Six musicians in search of a television, or the Traditional Method of vegging out
Daniel Corrigan
Six musicians in search of a television, or the Traditional Method of vegging out

On "Uniforms Patrol," the three emcees weave politically charged and soulful flows over brooding guitar plucks and drummer Kevin Hunt's death-march drumbeats. "Racial profiling no denying it's a fact/If you stay closed-minded, turn your cheek it will impact/Your children, their children, ones that rule the next," White raps, offering a less incendiary version of "Fuck tha Police" that slings education instead of AK-47s.

Police brutality became a major issue for White while studying it in a class at MCTC. "The facts were so overwhelming," she says. "Minneapolis is one of the top cities where people are killed by police and [the officers] aren't prosecuted." White says almost every guy she has dated has been roughed up by cops at some point. "It's not all cops," she says. "But there's a lot of racial profiling in the Midwest that people don't know about."

For Shiz, his teenage years in the multiethnic Riverside neighborhood included numerous clashes with police. "Being a black young male in Minneapolis, it's normal to get beat up," he says.
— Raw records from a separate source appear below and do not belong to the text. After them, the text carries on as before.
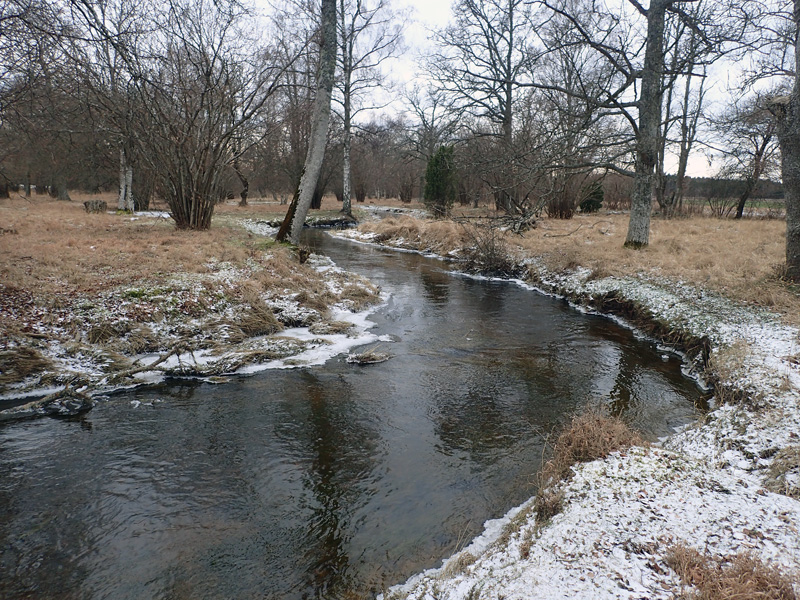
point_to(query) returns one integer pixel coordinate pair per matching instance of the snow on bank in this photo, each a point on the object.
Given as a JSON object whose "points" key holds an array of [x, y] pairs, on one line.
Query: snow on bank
{"points": [[706, 486], [192, 324]]}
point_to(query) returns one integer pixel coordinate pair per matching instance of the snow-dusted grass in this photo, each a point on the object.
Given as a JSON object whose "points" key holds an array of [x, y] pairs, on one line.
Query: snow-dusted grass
{"points": [[709, 487], [247, 305]]}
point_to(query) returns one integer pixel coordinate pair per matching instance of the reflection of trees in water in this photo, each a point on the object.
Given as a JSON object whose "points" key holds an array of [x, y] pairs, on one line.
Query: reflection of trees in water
{"points": [[338, 447], [436, 286], [478, 408]]}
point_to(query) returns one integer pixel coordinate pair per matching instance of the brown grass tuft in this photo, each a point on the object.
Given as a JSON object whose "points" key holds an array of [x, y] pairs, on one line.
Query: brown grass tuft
{"points": [[736, 258], [330, 327], [360, 297], [784, 472], [742, 576], [19, 363], [258, 319], [589, 436]]}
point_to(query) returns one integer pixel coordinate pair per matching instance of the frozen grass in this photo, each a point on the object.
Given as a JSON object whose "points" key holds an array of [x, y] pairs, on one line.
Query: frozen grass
{"points": [[740, 577], [589, 436], [107, 297]]}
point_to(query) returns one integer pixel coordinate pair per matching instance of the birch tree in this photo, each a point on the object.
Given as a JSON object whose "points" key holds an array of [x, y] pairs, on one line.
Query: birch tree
{"points": [[747, 143], [296, 215]]}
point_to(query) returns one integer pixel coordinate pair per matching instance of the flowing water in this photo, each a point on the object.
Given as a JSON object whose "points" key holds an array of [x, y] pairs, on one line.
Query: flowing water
{"points": [[335, 481]]}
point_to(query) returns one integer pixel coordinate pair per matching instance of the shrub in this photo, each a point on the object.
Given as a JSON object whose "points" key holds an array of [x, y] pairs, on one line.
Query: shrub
{"points": [[592, 198]]}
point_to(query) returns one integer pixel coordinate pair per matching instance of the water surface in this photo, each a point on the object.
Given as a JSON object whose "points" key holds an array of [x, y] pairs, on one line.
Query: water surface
{"points": [[328, 482]]}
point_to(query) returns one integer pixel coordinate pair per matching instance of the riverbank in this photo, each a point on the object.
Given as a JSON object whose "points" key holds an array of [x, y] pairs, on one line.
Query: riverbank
{"points": [[726, 488], [90, 303]]}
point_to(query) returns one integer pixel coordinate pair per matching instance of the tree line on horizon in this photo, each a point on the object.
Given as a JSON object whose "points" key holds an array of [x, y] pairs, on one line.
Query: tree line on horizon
{"points": [[196, 100]]}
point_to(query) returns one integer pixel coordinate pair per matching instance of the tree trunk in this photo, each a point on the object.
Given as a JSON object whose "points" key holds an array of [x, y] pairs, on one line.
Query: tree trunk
{"points": [[244, 181], [347, 207], [649, 125], [788, 112], [752, 181], [125, 200], [319, 126], [62, 191]]}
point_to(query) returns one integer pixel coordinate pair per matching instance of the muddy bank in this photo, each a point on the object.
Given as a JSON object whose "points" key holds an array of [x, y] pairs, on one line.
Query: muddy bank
{"points": [[727, 487]]}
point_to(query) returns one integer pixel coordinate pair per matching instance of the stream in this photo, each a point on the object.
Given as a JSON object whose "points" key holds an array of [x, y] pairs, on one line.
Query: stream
{"points": [[335, 481]]}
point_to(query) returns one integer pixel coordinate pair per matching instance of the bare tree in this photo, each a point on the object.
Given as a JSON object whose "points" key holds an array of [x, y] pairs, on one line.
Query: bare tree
{"points": [[197, 80], [638, 62], [747, 142], [484, 62], [368, 36], [787, 111], [296, 215]]}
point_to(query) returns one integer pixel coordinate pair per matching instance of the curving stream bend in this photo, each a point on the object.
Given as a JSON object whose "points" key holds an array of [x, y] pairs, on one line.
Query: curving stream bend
{"points": [[329, 482]]}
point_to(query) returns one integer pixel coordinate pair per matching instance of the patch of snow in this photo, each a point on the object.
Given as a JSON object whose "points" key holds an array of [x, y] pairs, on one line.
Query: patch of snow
{"points": [[703, 487]]}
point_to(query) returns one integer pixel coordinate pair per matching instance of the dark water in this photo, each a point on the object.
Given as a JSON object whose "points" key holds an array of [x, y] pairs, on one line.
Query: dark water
{"points": [[331, 482]]}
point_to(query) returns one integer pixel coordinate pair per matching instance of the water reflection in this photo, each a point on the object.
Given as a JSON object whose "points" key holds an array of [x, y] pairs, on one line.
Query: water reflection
{"points": [[331, 482]]}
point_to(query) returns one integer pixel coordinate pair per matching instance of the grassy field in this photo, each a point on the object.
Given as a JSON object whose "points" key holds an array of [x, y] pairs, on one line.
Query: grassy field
{"points": [[58, 247]]}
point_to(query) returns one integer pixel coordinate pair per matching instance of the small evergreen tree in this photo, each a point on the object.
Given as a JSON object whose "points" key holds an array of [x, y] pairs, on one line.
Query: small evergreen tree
{"points": [[440, 182], [593, 197]]}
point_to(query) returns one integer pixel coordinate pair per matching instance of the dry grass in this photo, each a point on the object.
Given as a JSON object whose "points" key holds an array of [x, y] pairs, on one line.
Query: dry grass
{"points": [[741, 577], [784, 472], [331, 327], [589, 436], [437, 236], [59, 248], [740, 259], [736, 258], [18, 363], [258, 318]]}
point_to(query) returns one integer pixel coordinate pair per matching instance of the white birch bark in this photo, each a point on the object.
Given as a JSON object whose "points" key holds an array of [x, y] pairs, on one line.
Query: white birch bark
{"points": [[122, 180], [320, 119]]}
Once, in the Phillips neighborhood, Shiz says, he was hanging out and smoking pot in a friend's backyard when cops busted up the gathering and encouraged a rookie to beat him up. "Racism and police brutality is a very large issue here," says Shiz, who finds many Minnesotans to be frustratingly ignorant or complacent about such problems. "In Minnesota, you have a lot of passive-aggressiveness," he says. "It's not honest. That's the feeling I get here a lot."

At this point Combs perks up, turning his view from his tennis shoes to express his love for Minnesota and south Minneapolis in particular. He's uncomfortable in the spotlight, though on record his thick rhymes could swallow the entire room. Twinkie says Combs's songs make him feel more proud than he has ever felt about where he's from, and Combs is quick to lend his Minnesota pride to the conversation. "The whole passive-aggressive thing? I mean, I know racism exists, but on a lower level, I can go to a party in south Minneapolis, and it's just cool."

The six-member crew went through the maw of Hades in the two years it took to make Falling Forward. They lost three friends, one to a cocaine overdose, and Combs's younger brother and a handful of the group's friends wound up behind bars. Throughout it all, positivity remained at the core of Traditional Methods' message. Jazzy grooves complement the proletarian party as Shiz, Combs, and White sing the praises of Mandela, unity, and faith on "Falling Forward": "You can't sell coke and look God in the face...Face God and deny him, I try to walk with God but emphasize the word 'tryin.'"

Aside from the deep friendship that links Combs and Shiz, the band members are most connected through their music--through their lyrics of hard living and the beats that punctuate them. This artistic unity has helped the group overcome the emotional tumult of the last few years, allowing them to find a foundation in their differences. "It's been a real struggle for us," Shiz says. "But just being able to create music is really positive for us."

Guitarist Josh Peterson, a history major at the U who splits his time between the Heiruspecs, Traditional Methods, and school, says the group benefits from being involved in a number of other projects. Absence, they say, makes the heart grow fonder, just as rarely interrupted proximity can lead to onstage kickboxing bouts or cryptic lyrics about a band member's addiction to low-carb ice cream. "Bands who spend a lot of time together maybe stop liking each other. And then, you know, that whole passive-aggressive Minnesota thing comes out," he laughs. "Then it's all over." With Peterson's strategy for longevity in mind, the group passes on Twinkie's offer to hang out and get high on low-carb ice cream. There's a Timberwolves game to watch, and besides, the place reeks of bacon.